Jornal de Campinas

Pesquisa revela queda nos investimentos da indústria e procura por financiamentos

Rafael Cervone_Evento Dia da Indústria/Divulgação

Evento do Dia da Indústria, encabeçado por Ciesp/Fiesp/BNDES/Cebri teve sinalizações de apoio do governo e BNDES sugeriu ‘plano safra da indústria’

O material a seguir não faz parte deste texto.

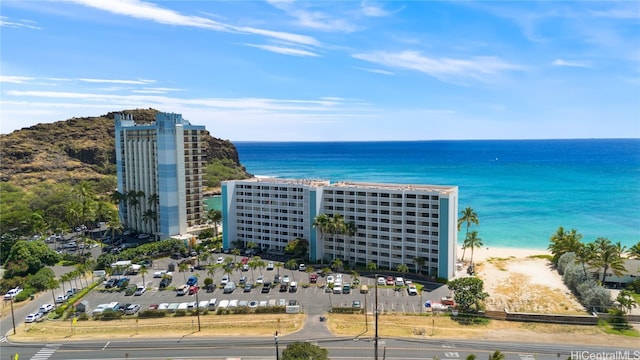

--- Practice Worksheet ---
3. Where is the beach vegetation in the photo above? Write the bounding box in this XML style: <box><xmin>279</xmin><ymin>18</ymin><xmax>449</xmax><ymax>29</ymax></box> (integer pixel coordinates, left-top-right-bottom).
<box><xmin>548</xmin><ymin>226</ymin><xmax>582</xmax><ymax>265</ymax></box>
<box><xmin>458</xmin><ymin>207</ymin><xmax>480</xmax><ymax>261</ymax></box>
<box><xmin>447</xmin><ymin>276</ymin><xmax>489</xmax><ymax>314</ymax></box>
<box><xmin>627</xmin><ymin>241</ymin><xmax>640</xmax><ymax>260</ymax></box>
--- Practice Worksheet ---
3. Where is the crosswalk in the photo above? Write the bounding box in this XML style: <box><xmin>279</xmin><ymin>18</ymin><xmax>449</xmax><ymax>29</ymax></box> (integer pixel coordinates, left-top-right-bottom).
<box><xmin>31</xmin><ymin>344</ymin><xmax>62</xmax><ymax>360</ymax></box>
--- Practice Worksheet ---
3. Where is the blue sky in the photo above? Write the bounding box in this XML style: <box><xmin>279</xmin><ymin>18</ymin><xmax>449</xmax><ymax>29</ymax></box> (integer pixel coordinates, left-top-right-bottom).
<box><xmin>0</xmin><ymin>0</ymin><xmax>640</xmax><ymax>141</ymax></box>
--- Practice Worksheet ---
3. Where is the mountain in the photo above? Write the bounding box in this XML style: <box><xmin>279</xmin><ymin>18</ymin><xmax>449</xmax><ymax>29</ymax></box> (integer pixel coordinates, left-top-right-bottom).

Uma pesquisa inédita Fiesp/Ciesp com 500 indústrias mostra que os investimentos no setor devem cair em 2023 em relação ao ano passado e que a dependência de financiamentos do BNDES (Banco Nacional de Desenvolvimento Econômico) deverá aumentar.
Os dados foram apresentados pelo presidente do Ciesp, Rafael Cervone, na quinta-feira (25), durante um painel que fez parte das atividades em celebração ao Dia da Indústria, em São Paulo. O evento, encabeçado em conjunto por Ciesp/Fiesp/BNDES/Cebri, contou com a participação do presidente Luiz Inácio Lula da Silva, de sua equipe, além de técnicos, lideranças do mercado e diretores das 42 regionais do Ciesp, entidade que representa oito mil indústrias.

Queda no investimento e aumento na procura por financiamentos


De acordo com o estudo, no ano passado, os investimentos representaram em média 5,2% do faturamento de cada indústria, mas neste ano o percentual deve cair para 4,5%. O presidente do Ciesp explicou que já no ano passado, os investimentos já tinham ficado abaixo da média registrada desde 2008, que era de 6,6%. De acordo com ele ainda, os investimentos em equipamentos, máquinas e instalações devem ser os mais afetados, caindo de 3,8% em 2022 para 3% este ano.
Por outro lado, deve crescer a dependência de financiamentos públicos. As empresas ouvidas também declararam que o percentual de investimento com origem em financiamentos subirá de 4,5% para 9,7% em relação ao faturamento.

“Acreditamos que a reindustrialização é essencial e urgente para superarmos os desafios e alcançarmos o futuro próspero para o nosso país. Esperamos claramente do governo uma política de estado, de longo prazo, com o olhar nos legítimos interesses da sociedade e do país”, disse Cervone durante a cerimônia de abertura do evento. Ele lembrou ainda que até os anos 80, a indústria representava 20% do Produto Interno Bruto, mas que hoje este percentual chegou a 11,3%.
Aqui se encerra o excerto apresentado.